Title: Compute the Causal Win Ratio Using Nearest Neighbor Matching
Version: 0.1.0
Description: Based on “Rethinking the Win Ratio: A Causal Framework for Hierarchical Outcome Analysis” (M. Even and J. Josse, 2025), this package provides implementations of three approaches - nearest neighbor matching, distributional regression forests, and efficient influence functions - to estimate the causal win ratio, win proportion, and net benefit.
Encoding: UTF-8
License: AGPL (≥ 3)
RoxygenNote: 7.3.3
Imports: drf, FactoMineR, grf, MatchIt
Suggests: knitr, rmarkdown, WINS, MASS
VignetteBuilder: knitr
NeedsCompilation: no
Packaged: 2026-04-15 13:43:40 UTC; fdelimaa
Author: Francisco Andrade [aut], Mathieu Even [aut, cre], Julie Josse [aut]
Maintainer: Mathieu Even <mathieu.even@inria.fr>
Repository: CRAN
Date/Publication: 2026-04-21 18:22:13 UTC

Win/Loss Ratios with Distributional Random Forests

Description

drf_win_ratio() Computes the win/loss proportion, win ratio, and net benefit by estimating nuisance parameters with machine learning methods. This estimation is performed via distributional regression, implemented using distributional random forests.

Usage

drf_win_ratio(
  base,
  treatment_name,
  outcome_names,
  win_function = "lexicographic",
  n_trees_drf = 1000,
  n_of_folds = 3,
  seed = NULL
)

Arguments

base

A data frame with n rows (individuals) and p columns. It must include a treatment column and one or more outcome columns. All remaining columns are considered covariates for matching. The data frame should not contain missing values. All covariates must be either numeric or factors.

treatment_name

A character vector of length one for the treatment column name, must be in names(base). The treatment column should contain only zeros and ones, with ones indicating the treatment group.

outcome_names

A character vector specifying the names of outcome columns. All names must exist in names(base). Each outcome column should be numeric or binary and binary outcomes must be encoded as 0 and 1.

win_function

By default, this function compares outcomes lexicographically according to the column order in the data frame, treating higher values as better. Once a distinct outcome is found, the function yields 1 (a win) if that outcome is larger for the treated individual and 0 otherwise; in case of a tie, it yields 0. To change the priority of outcomes, simply reorder the columns of the data frame. Alternatively, win_function can be a custom function that takes two arguments, each corresponding to a row of the data frame: win_function(base[i, ], base[j, ]) where the first argument represents a treated individual and the second a control individual. The function must return a value between 0 and 1, with 1 indicating a win for the treated individual.

n_trees_drf

Number of trees grown in the forest. It passed as the argument num.trees to drf. The default value is 1000.

n_of_folds

Number of folds used in cross-fitting. The default value is 3.

seed

Numeric value used in set.seed() to guarantee reproducible results when sampling the folds. The default value is NULL.

Value

A list of four elements, each of which is a list structured as follows:

The first element, win_proportion, is a list with two components: value and std, where std represents the standard deviation.

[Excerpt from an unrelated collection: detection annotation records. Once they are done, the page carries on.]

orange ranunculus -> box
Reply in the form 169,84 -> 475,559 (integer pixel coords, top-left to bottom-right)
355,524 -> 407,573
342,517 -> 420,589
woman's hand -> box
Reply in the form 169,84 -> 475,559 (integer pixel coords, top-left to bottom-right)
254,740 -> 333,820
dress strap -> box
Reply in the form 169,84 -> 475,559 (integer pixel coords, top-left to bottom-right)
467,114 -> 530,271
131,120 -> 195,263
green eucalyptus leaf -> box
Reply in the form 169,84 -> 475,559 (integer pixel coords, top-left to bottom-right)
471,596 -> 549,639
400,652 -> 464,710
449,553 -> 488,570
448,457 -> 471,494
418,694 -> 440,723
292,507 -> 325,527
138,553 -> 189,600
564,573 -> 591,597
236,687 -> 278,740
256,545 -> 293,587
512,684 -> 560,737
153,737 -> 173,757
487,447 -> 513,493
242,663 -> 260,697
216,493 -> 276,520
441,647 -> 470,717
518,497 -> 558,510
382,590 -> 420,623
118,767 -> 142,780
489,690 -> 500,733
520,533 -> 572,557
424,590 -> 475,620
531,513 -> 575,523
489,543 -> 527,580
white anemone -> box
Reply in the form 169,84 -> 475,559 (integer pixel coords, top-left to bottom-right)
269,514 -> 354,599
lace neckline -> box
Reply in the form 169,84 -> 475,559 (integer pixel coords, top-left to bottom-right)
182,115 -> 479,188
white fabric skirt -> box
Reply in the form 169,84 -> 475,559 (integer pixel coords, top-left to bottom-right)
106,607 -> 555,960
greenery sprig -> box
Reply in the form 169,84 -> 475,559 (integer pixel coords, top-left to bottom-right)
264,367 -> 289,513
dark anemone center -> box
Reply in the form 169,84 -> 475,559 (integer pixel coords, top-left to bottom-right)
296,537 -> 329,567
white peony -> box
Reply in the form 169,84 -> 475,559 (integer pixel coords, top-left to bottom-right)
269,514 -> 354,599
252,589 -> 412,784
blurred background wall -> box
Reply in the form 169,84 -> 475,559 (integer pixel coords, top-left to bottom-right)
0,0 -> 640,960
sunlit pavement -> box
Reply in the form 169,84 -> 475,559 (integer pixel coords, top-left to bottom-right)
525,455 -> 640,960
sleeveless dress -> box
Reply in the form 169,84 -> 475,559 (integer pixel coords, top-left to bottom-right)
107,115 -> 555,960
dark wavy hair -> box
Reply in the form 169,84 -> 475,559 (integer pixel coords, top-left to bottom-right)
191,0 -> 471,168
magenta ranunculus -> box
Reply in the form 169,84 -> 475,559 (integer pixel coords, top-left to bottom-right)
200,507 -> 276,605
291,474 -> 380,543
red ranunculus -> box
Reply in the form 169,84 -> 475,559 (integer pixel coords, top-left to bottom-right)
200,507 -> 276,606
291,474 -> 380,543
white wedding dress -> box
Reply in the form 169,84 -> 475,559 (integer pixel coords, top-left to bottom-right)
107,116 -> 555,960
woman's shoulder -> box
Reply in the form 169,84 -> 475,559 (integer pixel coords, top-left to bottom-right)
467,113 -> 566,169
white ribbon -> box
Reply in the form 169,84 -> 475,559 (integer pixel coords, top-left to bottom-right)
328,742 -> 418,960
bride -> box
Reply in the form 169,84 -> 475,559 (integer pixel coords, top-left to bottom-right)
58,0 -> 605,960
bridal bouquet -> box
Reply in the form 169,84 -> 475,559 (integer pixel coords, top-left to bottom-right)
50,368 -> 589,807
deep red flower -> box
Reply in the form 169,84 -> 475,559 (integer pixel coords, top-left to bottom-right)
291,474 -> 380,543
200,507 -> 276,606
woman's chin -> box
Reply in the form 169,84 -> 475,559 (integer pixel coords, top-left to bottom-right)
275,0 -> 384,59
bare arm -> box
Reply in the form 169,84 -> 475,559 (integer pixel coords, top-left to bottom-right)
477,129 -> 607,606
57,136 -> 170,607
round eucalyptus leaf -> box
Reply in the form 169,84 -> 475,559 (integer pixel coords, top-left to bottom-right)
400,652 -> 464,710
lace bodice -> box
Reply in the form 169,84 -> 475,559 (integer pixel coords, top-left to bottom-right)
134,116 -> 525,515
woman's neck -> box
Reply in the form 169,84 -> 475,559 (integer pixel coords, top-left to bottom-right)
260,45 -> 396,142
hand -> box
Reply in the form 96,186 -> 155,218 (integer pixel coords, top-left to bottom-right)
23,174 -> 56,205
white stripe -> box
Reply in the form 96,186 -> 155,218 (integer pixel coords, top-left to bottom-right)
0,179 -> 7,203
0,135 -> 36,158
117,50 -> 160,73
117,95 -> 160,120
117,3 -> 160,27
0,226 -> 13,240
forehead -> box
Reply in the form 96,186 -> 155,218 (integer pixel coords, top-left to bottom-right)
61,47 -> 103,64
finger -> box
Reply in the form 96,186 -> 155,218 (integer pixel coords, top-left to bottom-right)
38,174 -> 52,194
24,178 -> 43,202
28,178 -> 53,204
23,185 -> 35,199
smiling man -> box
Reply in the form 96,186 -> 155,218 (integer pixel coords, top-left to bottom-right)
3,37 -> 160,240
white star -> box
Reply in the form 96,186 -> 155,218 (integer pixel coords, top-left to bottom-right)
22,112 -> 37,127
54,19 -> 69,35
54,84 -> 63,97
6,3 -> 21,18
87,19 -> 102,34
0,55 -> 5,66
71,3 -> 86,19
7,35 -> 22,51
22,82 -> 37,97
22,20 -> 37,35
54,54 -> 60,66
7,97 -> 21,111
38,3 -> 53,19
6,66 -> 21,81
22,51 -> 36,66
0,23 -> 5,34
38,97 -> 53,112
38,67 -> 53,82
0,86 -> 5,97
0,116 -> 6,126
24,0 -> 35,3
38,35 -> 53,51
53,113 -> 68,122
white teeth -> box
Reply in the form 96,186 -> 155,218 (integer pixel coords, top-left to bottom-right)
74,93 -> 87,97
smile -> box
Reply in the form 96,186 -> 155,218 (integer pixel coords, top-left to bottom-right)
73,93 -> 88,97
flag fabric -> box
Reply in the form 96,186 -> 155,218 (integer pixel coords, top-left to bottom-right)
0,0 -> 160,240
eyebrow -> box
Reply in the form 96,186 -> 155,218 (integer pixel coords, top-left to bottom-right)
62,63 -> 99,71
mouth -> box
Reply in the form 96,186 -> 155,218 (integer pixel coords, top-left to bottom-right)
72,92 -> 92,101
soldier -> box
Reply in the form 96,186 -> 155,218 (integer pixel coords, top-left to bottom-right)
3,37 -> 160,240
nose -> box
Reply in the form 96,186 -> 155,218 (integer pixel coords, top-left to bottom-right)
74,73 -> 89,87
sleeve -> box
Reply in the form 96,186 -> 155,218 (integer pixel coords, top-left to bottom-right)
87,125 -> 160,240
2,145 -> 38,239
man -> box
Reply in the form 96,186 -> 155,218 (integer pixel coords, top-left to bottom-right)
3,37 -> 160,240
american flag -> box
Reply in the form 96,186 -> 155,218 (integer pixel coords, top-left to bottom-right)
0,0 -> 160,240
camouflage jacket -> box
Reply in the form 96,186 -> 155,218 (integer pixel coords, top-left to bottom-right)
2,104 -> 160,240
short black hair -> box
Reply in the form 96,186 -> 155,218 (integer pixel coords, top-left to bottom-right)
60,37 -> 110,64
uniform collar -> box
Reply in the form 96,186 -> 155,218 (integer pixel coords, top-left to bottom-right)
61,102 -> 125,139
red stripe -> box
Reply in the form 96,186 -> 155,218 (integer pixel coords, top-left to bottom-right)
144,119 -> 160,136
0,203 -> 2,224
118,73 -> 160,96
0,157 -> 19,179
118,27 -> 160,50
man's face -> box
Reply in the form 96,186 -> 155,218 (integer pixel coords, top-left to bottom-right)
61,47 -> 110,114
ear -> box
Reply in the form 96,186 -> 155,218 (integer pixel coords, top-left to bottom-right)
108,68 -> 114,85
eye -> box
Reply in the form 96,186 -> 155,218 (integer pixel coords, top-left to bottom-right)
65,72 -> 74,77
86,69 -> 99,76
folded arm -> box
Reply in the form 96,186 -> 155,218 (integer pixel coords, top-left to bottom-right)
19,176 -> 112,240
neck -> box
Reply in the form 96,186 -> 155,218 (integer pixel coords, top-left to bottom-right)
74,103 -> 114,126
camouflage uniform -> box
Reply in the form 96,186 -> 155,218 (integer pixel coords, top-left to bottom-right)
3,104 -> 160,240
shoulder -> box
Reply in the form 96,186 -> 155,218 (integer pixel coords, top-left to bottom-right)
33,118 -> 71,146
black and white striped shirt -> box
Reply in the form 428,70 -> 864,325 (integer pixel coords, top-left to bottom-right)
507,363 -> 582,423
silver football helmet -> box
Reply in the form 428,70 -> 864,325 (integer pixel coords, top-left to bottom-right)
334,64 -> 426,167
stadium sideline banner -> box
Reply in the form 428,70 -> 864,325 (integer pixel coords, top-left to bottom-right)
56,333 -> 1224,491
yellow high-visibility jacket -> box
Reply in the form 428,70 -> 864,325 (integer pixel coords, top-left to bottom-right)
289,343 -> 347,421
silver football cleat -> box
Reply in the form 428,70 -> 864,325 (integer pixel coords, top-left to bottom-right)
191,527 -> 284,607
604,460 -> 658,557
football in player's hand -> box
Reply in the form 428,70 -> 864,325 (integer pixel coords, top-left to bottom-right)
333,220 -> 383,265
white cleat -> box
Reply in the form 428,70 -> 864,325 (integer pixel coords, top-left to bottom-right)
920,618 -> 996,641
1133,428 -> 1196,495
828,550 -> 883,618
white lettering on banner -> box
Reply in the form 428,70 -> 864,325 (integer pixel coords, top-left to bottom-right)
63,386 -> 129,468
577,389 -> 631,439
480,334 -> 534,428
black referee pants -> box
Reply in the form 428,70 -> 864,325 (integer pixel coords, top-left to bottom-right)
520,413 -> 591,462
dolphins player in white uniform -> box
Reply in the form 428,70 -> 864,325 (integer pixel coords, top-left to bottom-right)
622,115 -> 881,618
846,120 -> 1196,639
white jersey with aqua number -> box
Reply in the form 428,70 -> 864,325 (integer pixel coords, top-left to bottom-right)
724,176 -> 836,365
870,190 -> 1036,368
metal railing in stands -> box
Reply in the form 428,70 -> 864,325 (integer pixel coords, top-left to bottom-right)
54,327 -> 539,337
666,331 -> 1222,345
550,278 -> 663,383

The second element, lose_proportion, is a list with two components: value and std, where std represents the standard deviation.

The third element, win_ratio, is a list containing three components: value, lower_CI, and upper_CI, with lower_CI and upper_CI representing the confidence interval bounds.

The fourth element, net_benefit, is a list containing three components: value, lower_CI, and upper_CI, with lower_CI and upper_CI representing the confidence interval bounds.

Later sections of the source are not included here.